The holidays are here. Now what???

 

 

I actually wrote this blog entry in my head a few weeks ago. I was so busy with with changing the sheets, feeding the dog and tweezing my eyebrows and... ok, just like everyone else time got away from me.  (like I ever tweeze my eyebrows lol)

This entry is more about enjoying the holidays. You read that right. Enjoy.

If you're still in the mindset of holidays past, then you probably still have the following vocabulary bashing you in the head.  Cheat. Blowing it. Binge now, starve later. Starve now, binge later. I was "bad".  These thoughts set you up for failure. Food is none of these negative thoughts.  Food is neutral. 

 Trying to tell me that when I was at the height of my food addiction, I wouldn't have believed it.  I would have eaten the respectable amount around everyone else and then stuff as much food as I could possibly hole when I was alone. During the entire holiday, all I could think about was the food. How can I get away and go eat the food left in the kitchen? I always volunteered to put away the leftovers, which were substantially less as I put them away.

This following is worth repeating.  When your body is properly nourished, the cravings go away.  That's what happened to me.  I never in a million years would have believed it if I hadn't experienced this phenomenon myself.  Our thought process is caught up in the outer world's projection of what we should look like. Just like any drug, it has destroyed us.  I had to come to grips as to what that meant for me.

In some of my past articles I've talked about self love.  Self esteem. Self worth.  Some of us turn around and years have passed never knowing how exceptional we really are.  Looking at some of the old pictures of myself when I thought I was so fat, I actually looked wonderful. We're always looking outside for answers.  Stop the search.
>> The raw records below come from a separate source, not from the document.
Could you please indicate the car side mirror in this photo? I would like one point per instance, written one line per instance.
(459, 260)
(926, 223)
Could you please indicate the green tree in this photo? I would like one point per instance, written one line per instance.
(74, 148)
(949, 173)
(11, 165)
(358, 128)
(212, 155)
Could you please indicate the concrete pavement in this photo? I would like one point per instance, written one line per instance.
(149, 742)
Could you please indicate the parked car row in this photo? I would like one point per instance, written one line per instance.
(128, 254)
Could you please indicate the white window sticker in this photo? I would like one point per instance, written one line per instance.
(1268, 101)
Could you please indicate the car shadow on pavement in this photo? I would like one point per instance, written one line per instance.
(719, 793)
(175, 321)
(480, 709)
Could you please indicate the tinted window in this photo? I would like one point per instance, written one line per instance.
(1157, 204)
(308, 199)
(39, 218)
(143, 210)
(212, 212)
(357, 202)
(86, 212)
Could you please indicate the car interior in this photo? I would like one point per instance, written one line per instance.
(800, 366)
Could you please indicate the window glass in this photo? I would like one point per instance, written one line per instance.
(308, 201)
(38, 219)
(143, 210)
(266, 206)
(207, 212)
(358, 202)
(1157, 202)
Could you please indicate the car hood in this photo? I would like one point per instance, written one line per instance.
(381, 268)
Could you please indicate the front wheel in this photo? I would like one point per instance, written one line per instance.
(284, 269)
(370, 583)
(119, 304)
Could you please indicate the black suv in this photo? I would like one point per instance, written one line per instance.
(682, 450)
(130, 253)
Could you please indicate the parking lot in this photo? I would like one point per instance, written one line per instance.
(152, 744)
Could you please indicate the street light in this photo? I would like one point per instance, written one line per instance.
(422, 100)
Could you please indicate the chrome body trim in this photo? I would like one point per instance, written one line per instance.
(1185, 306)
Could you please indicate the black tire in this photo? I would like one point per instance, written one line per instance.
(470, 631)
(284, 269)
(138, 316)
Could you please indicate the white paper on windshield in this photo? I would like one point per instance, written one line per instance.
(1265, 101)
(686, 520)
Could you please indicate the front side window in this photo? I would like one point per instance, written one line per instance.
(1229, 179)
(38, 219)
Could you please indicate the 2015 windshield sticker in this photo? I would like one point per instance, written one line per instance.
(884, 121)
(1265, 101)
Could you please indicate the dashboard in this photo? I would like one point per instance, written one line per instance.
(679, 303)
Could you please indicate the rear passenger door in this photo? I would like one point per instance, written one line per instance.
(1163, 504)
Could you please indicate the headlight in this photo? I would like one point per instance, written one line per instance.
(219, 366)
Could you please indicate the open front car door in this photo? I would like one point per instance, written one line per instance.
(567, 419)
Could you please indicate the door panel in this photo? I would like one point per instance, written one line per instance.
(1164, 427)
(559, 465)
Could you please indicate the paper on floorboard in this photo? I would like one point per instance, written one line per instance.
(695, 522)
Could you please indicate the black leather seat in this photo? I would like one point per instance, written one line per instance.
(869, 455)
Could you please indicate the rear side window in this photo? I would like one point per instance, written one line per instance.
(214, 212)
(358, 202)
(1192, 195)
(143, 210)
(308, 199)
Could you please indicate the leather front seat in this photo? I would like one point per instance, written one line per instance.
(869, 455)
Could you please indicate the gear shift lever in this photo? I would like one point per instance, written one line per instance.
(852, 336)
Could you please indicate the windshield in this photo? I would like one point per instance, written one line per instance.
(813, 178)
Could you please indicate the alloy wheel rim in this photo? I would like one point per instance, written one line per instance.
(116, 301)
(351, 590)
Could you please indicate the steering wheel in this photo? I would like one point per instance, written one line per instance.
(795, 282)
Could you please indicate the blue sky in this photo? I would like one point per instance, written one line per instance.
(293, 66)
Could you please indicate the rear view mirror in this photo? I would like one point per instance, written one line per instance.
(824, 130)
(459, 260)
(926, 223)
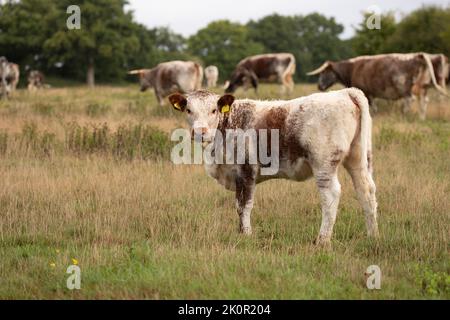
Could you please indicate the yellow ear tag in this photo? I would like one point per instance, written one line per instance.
(225, 109)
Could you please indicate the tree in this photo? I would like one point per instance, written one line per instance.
(224, 44)
(425, 29)
(373, 41)
(312, 39)
(24, 26)
(105, 39)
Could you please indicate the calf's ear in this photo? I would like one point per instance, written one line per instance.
(178, 101)
(225, 102)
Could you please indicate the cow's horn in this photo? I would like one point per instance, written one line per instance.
(319, 70)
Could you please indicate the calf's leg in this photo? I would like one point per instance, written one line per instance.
(365, 189)
(330, 192)
(423, 101)
(245, 190)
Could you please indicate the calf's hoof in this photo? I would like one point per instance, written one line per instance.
(247, 231)
(323, 241)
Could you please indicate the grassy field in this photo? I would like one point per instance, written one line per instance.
(85, 175)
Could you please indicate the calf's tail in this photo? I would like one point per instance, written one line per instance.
(361, 101)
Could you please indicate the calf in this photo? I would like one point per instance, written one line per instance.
(386, 76)
(9, 77)
(35, 80)
(316, 134)
(170, 77)
(265, 67)
(211, 75)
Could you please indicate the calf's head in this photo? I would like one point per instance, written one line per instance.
(203, 111)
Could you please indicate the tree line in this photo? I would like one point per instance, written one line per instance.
(34, 34)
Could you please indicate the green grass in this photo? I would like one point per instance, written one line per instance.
(141, 227)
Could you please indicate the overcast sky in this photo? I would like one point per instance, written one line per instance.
(188, 16)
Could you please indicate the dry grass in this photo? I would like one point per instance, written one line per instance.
(149, 229)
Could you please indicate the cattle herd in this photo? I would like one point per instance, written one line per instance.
(317, 133)
(10, 75)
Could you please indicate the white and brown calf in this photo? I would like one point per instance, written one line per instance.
(212, 76)
(317, 133)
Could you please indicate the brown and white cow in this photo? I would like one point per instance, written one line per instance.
(9, 77)
(316, 134)
(212, 76)
(272, 67)
(170, 77)
(386, 76)
(36, 80)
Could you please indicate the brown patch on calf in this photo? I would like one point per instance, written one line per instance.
(289, 131)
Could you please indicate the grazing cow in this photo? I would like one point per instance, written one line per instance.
(170, 77)
(316, 134)
(35, 80)
(9, 77)
(441, 69)
(265, 67)
(387, 76)
(211, 75)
The answers are right inside of you.  There is no one else like you.  Embrace your uniqueness.  I know it's easier said than done. Remember, it's a process that requires you to live in your truth.

As you get older you tend not to care about what other people think.  Remember, they have their own issues. Besides, the whole world doesn't stop and analyses your inner being. They're caught up in their own anxiety. Our thoughts are what makes us think they're scrutinizing our every move.
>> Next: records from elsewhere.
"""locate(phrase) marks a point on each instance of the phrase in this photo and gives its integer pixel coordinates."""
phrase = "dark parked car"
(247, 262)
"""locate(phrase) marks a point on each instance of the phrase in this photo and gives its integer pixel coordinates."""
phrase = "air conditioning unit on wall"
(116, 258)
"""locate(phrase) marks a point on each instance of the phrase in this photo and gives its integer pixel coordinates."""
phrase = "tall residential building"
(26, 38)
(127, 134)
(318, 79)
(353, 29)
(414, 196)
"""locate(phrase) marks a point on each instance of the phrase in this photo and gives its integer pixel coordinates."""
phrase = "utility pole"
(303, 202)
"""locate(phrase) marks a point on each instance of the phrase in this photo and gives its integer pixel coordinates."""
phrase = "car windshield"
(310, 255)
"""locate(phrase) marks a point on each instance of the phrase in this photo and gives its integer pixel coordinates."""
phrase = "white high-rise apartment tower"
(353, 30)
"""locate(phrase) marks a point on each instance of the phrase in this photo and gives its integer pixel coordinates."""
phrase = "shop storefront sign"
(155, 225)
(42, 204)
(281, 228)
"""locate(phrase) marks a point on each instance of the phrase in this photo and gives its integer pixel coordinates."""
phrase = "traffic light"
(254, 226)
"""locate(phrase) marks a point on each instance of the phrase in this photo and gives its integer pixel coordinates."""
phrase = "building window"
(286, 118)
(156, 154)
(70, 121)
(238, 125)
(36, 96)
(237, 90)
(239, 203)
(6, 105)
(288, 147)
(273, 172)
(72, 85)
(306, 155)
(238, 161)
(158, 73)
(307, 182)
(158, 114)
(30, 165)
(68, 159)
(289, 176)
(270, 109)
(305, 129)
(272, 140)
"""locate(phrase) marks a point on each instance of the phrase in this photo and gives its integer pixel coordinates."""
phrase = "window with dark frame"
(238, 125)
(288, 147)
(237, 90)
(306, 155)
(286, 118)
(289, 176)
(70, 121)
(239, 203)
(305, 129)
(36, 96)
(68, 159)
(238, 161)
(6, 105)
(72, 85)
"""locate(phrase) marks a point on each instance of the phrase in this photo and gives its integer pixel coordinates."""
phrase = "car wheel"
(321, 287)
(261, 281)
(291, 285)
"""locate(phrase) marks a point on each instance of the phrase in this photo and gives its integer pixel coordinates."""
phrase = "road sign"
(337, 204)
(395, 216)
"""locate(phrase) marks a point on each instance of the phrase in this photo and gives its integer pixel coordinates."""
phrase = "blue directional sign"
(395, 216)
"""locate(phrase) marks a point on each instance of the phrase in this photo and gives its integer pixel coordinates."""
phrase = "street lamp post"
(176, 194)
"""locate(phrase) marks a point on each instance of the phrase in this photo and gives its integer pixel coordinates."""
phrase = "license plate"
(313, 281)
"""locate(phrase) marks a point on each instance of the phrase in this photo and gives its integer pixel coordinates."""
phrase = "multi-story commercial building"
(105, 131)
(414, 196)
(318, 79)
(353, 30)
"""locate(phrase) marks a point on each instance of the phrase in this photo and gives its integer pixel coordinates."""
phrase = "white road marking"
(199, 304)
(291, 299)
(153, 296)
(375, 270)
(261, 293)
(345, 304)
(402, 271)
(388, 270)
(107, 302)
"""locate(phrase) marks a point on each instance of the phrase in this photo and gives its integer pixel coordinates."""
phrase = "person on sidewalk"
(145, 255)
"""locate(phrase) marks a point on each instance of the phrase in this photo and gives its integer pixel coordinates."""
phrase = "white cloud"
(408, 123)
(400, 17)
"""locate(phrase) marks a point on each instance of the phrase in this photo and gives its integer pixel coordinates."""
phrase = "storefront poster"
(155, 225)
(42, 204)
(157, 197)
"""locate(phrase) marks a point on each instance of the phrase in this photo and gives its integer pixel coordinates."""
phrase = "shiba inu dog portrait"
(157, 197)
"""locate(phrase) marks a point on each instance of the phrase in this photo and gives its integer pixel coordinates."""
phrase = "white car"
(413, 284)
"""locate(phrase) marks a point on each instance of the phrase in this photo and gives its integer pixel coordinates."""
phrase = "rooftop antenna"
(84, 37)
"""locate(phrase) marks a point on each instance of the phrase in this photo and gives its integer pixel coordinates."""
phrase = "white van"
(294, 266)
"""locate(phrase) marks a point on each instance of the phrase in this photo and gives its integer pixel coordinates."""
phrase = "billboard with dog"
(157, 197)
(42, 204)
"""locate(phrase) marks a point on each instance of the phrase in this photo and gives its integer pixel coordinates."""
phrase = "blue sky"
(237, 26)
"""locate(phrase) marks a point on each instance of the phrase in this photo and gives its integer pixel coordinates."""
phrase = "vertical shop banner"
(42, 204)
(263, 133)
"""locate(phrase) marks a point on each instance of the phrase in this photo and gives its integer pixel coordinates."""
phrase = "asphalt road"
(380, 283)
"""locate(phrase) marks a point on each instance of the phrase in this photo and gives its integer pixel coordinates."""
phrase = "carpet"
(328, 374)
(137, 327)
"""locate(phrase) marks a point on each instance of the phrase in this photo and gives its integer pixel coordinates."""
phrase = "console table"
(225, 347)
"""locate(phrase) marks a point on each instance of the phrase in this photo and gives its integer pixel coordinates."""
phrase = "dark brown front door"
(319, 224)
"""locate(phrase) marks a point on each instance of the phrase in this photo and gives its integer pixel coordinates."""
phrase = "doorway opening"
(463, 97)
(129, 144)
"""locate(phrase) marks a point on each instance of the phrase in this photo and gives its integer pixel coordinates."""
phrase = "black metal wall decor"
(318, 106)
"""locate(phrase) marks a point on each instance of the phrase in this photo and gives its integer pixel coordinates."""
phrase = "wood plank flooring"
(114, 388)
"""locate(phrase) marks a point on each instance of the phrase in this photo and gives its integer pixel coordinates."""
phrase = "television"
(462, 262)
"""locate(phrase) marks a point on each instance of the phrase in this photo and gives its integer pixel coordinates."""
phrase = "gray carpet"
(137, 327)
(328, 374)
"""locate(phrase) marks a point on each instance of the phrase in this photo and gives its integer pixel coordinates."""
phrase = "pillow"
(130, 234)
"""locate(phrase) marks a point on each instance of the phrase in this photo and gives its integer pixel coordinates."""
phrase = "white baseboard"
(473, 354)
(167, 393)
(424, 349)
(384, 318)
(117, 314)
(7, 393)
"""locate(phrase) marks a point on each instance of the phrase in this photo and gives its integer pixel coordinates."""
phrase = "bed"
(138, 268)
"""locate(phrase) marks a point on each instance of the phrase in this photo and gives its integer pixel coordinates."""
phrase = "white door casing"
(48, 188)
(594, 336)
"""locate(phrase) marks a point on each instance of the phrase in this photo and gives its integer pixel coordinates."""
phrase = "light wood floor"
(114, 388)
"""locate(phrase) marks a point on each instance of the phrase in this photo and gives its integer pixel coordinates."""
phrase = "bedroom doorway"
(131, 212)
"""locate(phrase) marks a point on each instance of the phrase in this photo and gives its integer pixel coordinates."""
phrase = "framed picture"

I had a lovely Thanksgiving with part of my family. I must say the food was phenomenal, (thank me very much) however the holiday was about so much more. Food is just an aspect of a wonderful day. Some of the people I loved most were with me. There are traditions that make the holiday special. My mother's thing was always cream cheese on celery. Not elaborate, but it meant the start of the holidays had arrived. Then there's that infamous green bean casserole. Thank goodness that's never been a part of our traditions. At the supermarket you see empty shelves  where there   used to be a mountain of cream of mushroom soup. Fried onions. Canned green b...I can't go one. Kudos to anyone who loves this diabolical dish.

I make a point of preparing some dishes in advance.  This will save you much last minute stress. Chop the vegetables and put them in baggies. (label them. You think you'll remember, but you won't). Freezing the cherry almond tarts, however, was not my best idea.  Every year my mother was so stressed that she would disappear, have a good cry and make her entrance after the guests arrived. I always felt bad for her when that happened. It got to the point you could almost time it. Nothing is worth that.
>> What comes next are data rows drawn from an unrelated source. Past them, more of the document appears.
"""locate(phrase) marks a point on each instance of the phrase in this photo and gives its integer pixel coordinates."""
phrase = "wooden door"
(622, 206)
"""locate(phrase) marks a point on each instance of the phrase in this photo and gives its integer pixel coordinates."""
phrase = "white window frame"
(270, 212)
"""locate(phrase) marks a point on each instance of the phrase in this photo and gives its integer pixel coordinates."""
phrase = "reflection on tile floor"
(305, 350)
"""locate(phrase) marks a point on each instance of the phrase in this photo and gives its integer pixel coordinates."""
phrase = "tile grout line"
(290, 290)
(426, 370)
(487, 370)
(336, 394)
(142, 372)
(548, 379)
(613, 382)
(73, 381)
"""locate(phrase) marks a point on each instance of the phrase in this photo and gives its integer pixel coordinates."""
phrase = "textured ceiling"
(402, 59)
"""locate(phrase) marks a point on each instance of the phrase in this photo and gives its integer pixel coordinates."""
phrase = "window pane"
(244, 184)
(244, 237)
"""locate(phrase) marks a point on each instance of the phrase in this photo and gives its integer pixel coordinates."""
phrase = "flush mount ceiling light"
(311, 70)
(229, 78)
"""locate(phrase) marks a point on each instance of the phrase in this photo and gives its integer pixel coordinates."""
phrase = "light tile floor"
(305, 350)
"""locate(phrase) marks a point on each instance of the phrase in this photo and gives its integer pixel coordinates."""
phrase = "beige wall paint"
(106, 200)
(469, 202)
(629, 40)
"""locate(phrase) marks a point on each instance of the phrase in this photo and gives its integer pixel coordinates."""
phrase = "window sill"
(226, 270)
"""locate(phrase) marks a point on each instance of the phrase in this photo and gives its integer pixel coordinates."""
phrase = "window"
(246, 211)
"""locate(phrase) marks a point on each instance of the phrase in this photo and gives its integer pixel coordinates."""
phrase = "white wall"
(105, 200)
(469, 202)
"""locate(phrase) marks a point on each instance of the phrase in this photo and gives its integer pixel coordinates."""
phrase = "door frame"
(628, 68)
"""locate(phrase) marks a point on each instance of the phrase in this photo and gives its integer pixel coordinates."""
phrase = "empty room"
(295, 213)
So we ate, talked and laughed. Then we played "remember when Joan showed up with her own turkey with the ,,," and we laughed some more.  I was so grateful to have celebrated Thanksgiving the way it should be. 

Did I gorge myself? No, pure and simple. I ate, enjoyed and stopped when full. It's such a great experience to actually taste food. I knew there would be leftovers if I wanted them the next day. The day after that and the week (month) after that.   My recipes included some from my past blogs. Mashed potatoes, green beans almondine, etc. My son and I don't eat meat, so in addition we included a small vegan roast stuffed with cranberries.  I made an onion and mushroom gravy that everyone loved. The pumpkin pie was the worst thing I ever made and it wound up in the trash. I won't use that recipe again! I laughed it off. The pie was a failure, not me.